The Prime Minister launched the Prime Minister’s Challenge on Dementia in 2012, and hosted the first-ever dedicated G8 event on dementia in 2013 to secure greater global cooperation between leading nations. Over 437,920 NHS staff have already received dementia training and more than 100,000 social care workers have received dementia awareness training, more than any other country worldwide.
UK diagnosis rates highest in the world
Diagnosis rates in the UK are also now the highest in the world. Hilary Evans, charity director of Alzheimer’s Research UK, said: “Over the past three years we’ve seen the Prime Minister’s challenge play a pivotal role in creating a heightened focus on dementia and boosting the case for more research.

“Alzheimer’s Research UK is proud to have spearheaded the research challenge and successfully launched a number of pioneering global initiatives that will bring us ever closer to finding a cure.

“It is vital that we continue to energise a movement across society to improve the lives of people with dementia and that research into the condition continues to be a priority.”

Jeremy Hughes, chief executive of Alzheimer’s Society, added: “This Government has rightly prioritised dementia. We would all acknowledge the work that remains to be done, but the PM deserves credit for the phenomenal achievement in getting dementia on the national and global agenda and this has resulted in significant progress.”

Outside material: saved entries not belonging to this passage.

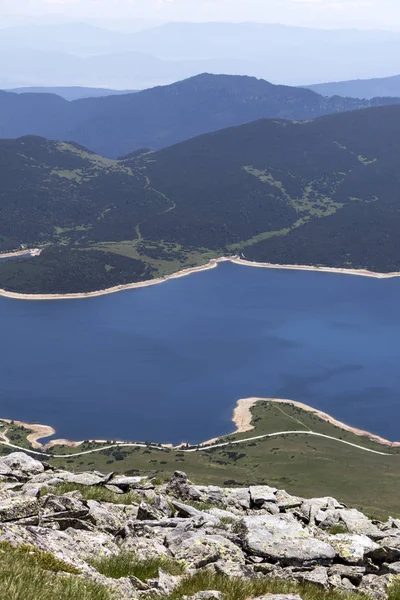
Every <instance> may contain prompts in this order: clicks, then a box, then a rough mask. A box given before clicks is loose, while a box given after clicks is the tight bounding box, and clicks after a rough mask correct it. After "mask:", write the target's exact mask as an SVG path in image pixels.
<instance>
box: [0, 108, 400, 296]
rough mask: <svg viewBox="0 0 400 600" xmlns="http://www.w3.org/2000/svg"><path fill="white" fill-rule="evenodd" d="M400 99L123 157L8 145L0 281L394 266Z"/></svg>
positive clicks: (3, 155) (381, 270) (65, 288)
mask: <svg viewBox="0 0 400 600" xmlns="http://www.w3.org/2000/svg"><path fill="white" fill-rule="evenodd" d="M399 137H400V106H387V107H377V108H369V109H364V110H360V111H354V112H349V113H340V114H335V115H328V116H325V117H320V118H318V119H316V120H314V121H308V122H289V121H284V120H277V119H275V120H271V119H262V120H260V121H255V122H251V123H249V124H246V125H241V126H236V127H232V128H228V129H224V130H220V131H217V132H213V133H210V134H204V135H202V136H199V137H196V138H193V139H190V140H188V141H186V142H181V143H179V144H176V145H174V146H171V147H169V148H165V149H163V150H160V151H157V152H150V151H143V152H137V153H134V154H133V155H132V156H130V157H129V158H127V159H124V160H119V161H118V160H112V159H107V158H102V157H100V156H98V155H96V154H93V153H92V152H89V151H87V150H86V149H84V148H82V146H79V145H78V144H70V143H65V142H56V141H48V140H45V139H43V138H37V137H32V136H26V137H24V138H20V139H19V140H1V141H0V175H1V178H2V190H1V196H0V223H1V228H0V252H6V251H9V250H13V249H16V248H18V247H19V246H20V245H21V244H24V245H26V246H28V247H33V246H35V247H37V246H41V247H44V250H43V252H42V253H41V255H40V256H39V257H36V258H34V259H32V260H13V261H9V262H3V263H2V264H1V265H0V287H1V288H2V289H5V290H8V291H11V292H18V293H27V294H32V293H34V294H46V293H55V294H57V293H85V292H91V291H95V290H102V289H106V288H110V287H114V286H116V285H120V284H130V283H134V282H140V281H145V280H148V279H153V278H157V277H162V276H165V275H170V274H172V273H176V272H177V271H180V270H182V269H185V268H191V267H196V266H199V265H204V264H206V263H208V262H209V261H210V260H211V259H213V258H218V257H221V256H233V255H237V254H240V255H242V257H244V258H245V259H247V260H251V261H255V262H267V263H273V264H288V265H290V264H291V265H293V264H301V265H322V266H327V267H335V268H347V269H367V270H370V271H374V272H380V273H390V272H397V271H400V262H399V256H400V240H399V239H398V237H397V236H396V235H395V232H396V231H397V228H398V227H400V206H399V202H398V196H397V190H398V189H399V186H400V180H399V175H398V170H397V163H398V160H399V158H400V148H399V145H398V139H399Z"/></svg>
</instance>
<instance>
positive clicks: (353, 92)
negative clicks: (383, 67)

Professor Alistair Burns, NHS England’s national clinical director for Dementia, said that awareness of dementia is at its highest level and “to have one million Dementia Friends shows the enormous strides we have taken in the last 3 years”.

He called for people to continue to raise awareness, invest in the search for new treatments, and most importantly improve the lives of people with dementia and their carers.

Duncan Selbie, chief executive of Public Health England called for collaborative working and said: “The sheer scale of the challenge posed by dementia means we all need to work together to address it. Public Health England is doing all it can to raise awareness of this disease and in helping the public and businesses support people living with the disease by becoming Dementia Friends.”